The article inadvertently lays bare the systemic collapse of neoliberal ideology that has long claimed to champion the common good while serving the interests of a detached elite. The working class is starting to see through the hollow promises of a system that consistently prioritizes corporate profits over tangible improvements in the standard of living. Biden’s so-called post-neoliberal agenda was marketed as a transformative New Deal for the forgotten Rust Belt. Yet, towns like Lordstown, swung further toward Trump in 2024. This is not a failure of communication, as Chait suggests, but a failure of substance. The working class, battered by decades of economic dislocation, saw Biden’s policies for what they were: a rebranding of neoliberalism, not its dismantling.
Chait’s arguments are as revealing as they are unconvincing. Inflation, he argues, was merely bad timing; Rust Belt voters were too impatient to appreciate Biden’s efforts. But these excuses only underscore the arrogance of a managerial class that believes it can lecture the working class into gratitude while ignoring their immediate struggles. The reality is that inflation hit hard, and no amount of subsidies could offset the pain of rising grocery bills or stagnant wages. Chait’s admission that Biden’s policies “did not yield more support among union members” is a damning indictment of a system that has lost touch with the people it claims to represent.
The article is a perfect example of how liberals fail to acknowledge their role in the erosion of the working class. Both parties embrace outsourcing jobs, hollowing out communities, and suppressing wages in service of a corporate elite that thrives on exploitation. Biden’s presidency was a continuation of these policies, dressed up in populist rhetoric.

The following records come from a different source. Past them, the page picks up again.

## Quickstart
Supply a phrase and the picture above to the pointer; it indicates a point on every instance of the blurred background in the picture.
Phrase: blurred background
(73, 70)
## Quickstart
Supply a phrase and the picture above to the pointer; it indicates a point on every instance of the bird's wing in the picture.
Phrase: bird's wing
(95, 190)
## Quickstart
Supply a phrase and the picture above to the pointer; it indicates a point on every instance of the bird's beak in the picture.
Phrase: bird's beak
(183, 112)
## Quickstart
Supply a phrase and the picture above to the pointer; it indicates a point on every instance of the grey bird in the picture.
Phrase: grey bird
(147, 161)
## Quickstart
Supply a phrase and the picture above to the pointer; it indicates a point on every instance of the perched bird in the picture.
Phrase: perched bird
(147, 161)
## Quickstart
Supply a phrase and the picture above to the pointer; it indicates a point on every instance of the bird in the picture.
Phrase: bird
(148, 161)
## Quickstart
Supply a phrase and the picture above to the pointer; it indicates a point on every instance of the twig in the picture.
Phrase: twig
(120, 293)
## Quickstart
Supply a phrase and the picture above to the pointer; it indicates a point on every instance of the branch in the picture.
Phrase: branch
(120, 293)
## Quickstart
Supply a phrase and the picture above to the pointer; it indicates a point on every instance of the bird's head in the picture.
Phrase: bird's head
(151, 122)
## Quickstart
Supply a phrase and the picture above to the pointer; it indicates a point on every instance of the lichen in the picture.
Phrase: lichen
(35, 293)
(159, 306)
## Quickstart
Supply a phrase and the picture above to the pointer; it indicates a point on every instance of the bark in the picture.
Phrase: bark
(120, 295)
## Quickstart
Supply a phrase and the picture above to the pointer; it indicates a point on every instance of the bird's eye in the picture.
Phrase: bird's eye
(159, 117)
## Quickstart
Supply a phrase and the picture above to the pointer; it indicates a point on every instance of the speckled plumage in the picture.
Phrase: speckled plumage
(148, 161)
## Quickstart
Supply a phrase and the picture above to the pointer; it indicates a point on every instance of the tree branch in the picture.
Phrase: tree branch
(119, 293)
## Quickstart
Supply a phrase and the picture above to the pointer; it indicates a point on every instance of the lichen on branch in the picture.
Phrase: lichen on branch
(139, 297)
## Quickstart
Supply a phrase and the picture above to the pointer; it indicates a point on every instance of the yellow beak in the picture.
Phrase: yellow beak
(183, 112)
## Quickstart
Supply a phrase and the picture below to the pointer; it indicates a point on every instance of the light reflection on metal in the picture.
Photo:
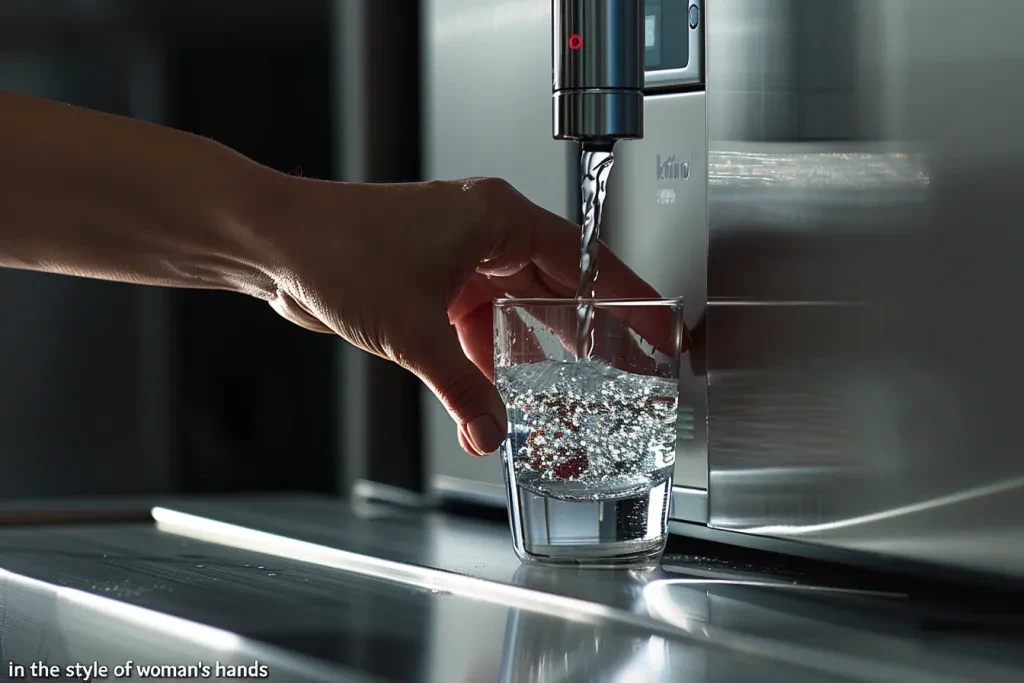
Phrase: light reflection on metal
(924, 506)
(145, 619)
(825, 170)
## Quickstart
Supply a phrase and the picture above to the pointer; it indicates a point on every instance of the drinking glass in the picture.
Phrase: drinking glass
(591, 388)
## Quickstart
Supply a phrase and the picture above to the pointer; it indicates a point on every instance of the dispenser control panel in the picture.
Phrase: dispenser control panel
(673, 43)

The failure of liberalism, then, is not just a political failure but a moral one. It is the failure of an ideology that has long claimed to stand for progress while systematically betraying the very people it purports to serve. As Biden so honestly put it, nothing will fundamentally change until the grip of neoliberalism is broken. The workers deserve a system that truly serves their interests, not one that exploits them while pretending to care.